Arthur Holmes Papers
This material is held atDurham University Archives
- Reference
- GB 33 HOL
- Dates of Creation
- 1865 - 2015
- Name of Creator
- Language of Material
- English
- Physical Description
- 1 metre
Scope and Content
Administrative / Biographical History
Arthur Holmes, geologist and geophysicist, was born on 14 January 1890 at 62 Glen Terrace, Hebburn, Newcastle upon Tyne, the only child of David Holmes (1865–1941), hardware shop assistant, and Emily Dickinson (1869–1952?), schoolteacher, both from Newcastle. Educated at Gateshead higher grade school, he was introduced to geology and the age of the earth controversy between Lord Kelvin and the geologists by his inspirational physics teacher, James McIntosh. In 1907 he gained a scholarship to study physics at the Royal College of Science (Imperial College), London, where he became interested in the newly emerging science of radioactivity and its application to dating minerals. He graduated BSc in physics in 1909, but with a growing interest in geological problems, and believing that job opportunities were greater for geologists than physicists, he transferred to geology and gained associateship of the Royal College of Science in 1910. Notwithstanding the transfer, he remained under the guidance of Robert J. Strutt, professor of physics, researching the measurement of geological time. Results of this early work were read to the Royal Society when Holmes was only twenty-one.

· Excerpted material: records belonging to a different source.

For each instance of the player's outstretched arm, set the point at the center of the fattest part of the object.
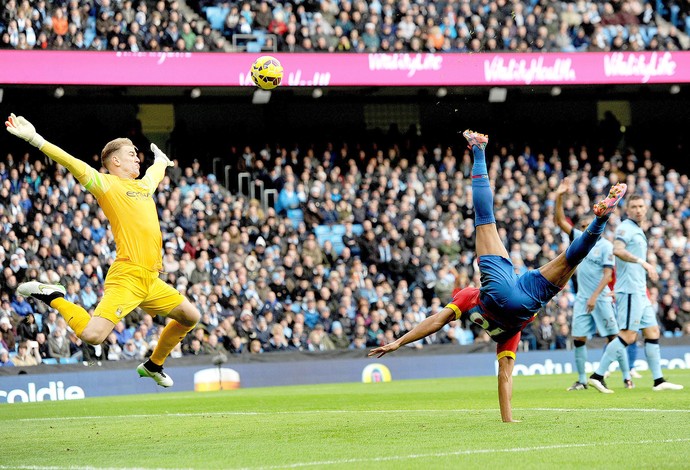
(430, 325)
(156, 172)
(22, 128)
(505, 388)
(560, 213)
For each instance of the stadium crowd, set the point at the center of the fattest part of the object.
(346, 26)
(360, 246)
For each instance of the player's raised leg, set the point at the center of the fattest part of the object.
(54, 296)
(560, 270)
(487, 240)
(183, 318)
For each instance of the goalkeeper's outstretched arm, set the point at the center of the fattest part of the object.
(85, 174)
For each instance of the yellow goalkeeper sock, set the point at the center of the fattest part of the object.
(77, 318)
(171, 335)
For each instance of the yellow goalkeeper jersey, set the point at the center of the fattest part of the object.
(128, 204)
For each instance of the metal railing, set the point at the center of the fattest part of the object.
(254, 42)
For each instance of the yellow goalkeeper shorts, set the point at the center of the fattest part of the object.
(128, 286)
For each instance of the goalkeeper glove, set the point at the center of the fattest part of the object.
(19, 126)
(159, 156)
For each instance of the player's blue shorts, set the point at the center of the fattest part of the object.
(507, 295)
(602, 319)
(634, 312)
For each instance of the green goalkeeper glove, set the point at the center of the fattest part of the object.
(19, 126)
(159, 156)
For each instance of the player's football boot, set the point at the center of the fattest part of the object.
(475, 138)
(161, 378)
(577, 386)
(599, 384)
(43, 292)
(666, 386)
(606, 206)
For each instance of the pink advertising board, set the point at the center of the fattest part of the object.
(427, 69)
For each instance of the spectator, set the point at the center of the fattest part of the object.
(27, 355)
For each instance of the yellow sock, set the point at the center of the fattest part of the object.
(171, 335)
(77, 318)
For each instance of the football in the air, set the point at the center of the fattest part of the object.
(267, 73)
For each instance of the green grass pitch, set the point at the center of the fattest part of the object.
(446, 423)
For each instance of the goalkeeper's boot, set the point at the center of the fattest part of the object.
(597, 381)
(151, 370)
(666, 386)
(577, 386)
(606, 206)
(44, 292)
(475, 138)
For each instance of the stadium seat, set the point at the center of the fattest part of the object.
(216, 17)
(253, 46)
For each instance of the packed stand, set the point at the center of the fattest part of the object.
(112, 25)
(346, 26)
(360, 247)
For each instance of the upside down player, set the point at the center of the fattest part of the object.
(132, 280)
(506, 303)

Early Research and The Age of the Earth
Throughout his early life Holmes struggled against financial hardship and frequently sought alternative means to support himself and his research. Thus in 1911 when offered a short contract with Memba Minerals prospecting in Mozambique he accepted with alacrity, having recently suffered the ignominy of being unable to take up a nomination to the Geological Society because he could not afford the £5 membership fee: ‘Money will be the necessity. Influence I have in plenty for these Societies’ (Holmes, diary, 1911). The expedition to Mozambique formed the foundation stone for his three lifelong research interests: the radiometric dating of rocks and the age of the earth; the petrology of igneous rocks with particular reference to Africa, the Pre-Cambrian and Tertiary alkaline volcanics; and the evolution of the earth. In Mozambique he conceived his vision of building a geological time-scale based on radioactive ages determined on common rocks of a known stratigraphic age. He also contracted blackwater fever, a severe and often fatal form of malaria; fortunately he recovered, despite a report of his death being telegraphed to England, although debilitating attacks recurred throughout his life.

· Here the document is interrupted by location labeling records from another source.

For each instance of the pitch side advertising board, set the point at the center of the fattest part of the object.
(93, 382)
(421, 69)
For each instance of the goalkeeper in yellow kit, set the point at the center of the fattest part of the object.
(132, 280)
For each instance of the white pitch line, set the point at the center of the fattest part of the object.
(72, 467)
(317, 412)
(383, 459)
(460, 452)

In 1912, as an assistant demonstrator at Imperial College, Holmes wrote the first of three editions of his celebrated booklet The Age of the Earth (1913, 1927, 1937). Greatly influenced by the work of the American geologist Thomas Chamberlin and his ‘planetesimal hypothesis’ for the formation of the earth, Holmes then examined the radium content of meteorites believing that they were representative of a primeval earth—‘meteorites allow us to read at our leisure many of the secrets which are otherwise locked up in the Earth's interior’ (A. Holmes, ‘The terrestrial distribution of radium’, Science Progress, 9, 1914, 33). This work became the basis for his later ideas on crustal differentiation and continental drift.
Following the discovery of isotopes in 1913 Holmes pursued increasingly accurate uranium-lead age measurements with his school friend Robert Lawson, then at the Vienna Institute of Radium. Unfortunately the time-consuming atomic weight determinations demanded by the chemical-lead method severely hampered progress of the technique, leading Holmes eventually to abandon it and search for an easier method. In 1926 Holmes and Lawson recognized the possibility of using the decay scheme of potassium to calcium, and in 1932 Holmes published a seminal paper ‘The origin of igneous rocks’ ( Geological Magazine, 69, 1932, 543–8) in which he demonstrated the significance of initial isotope ratios when investigating the source of igneous melts. However, because the work erroneously assumed the decay scheme to be 41K/41Ca, the importance of initial ratios was overlooked for thirty years.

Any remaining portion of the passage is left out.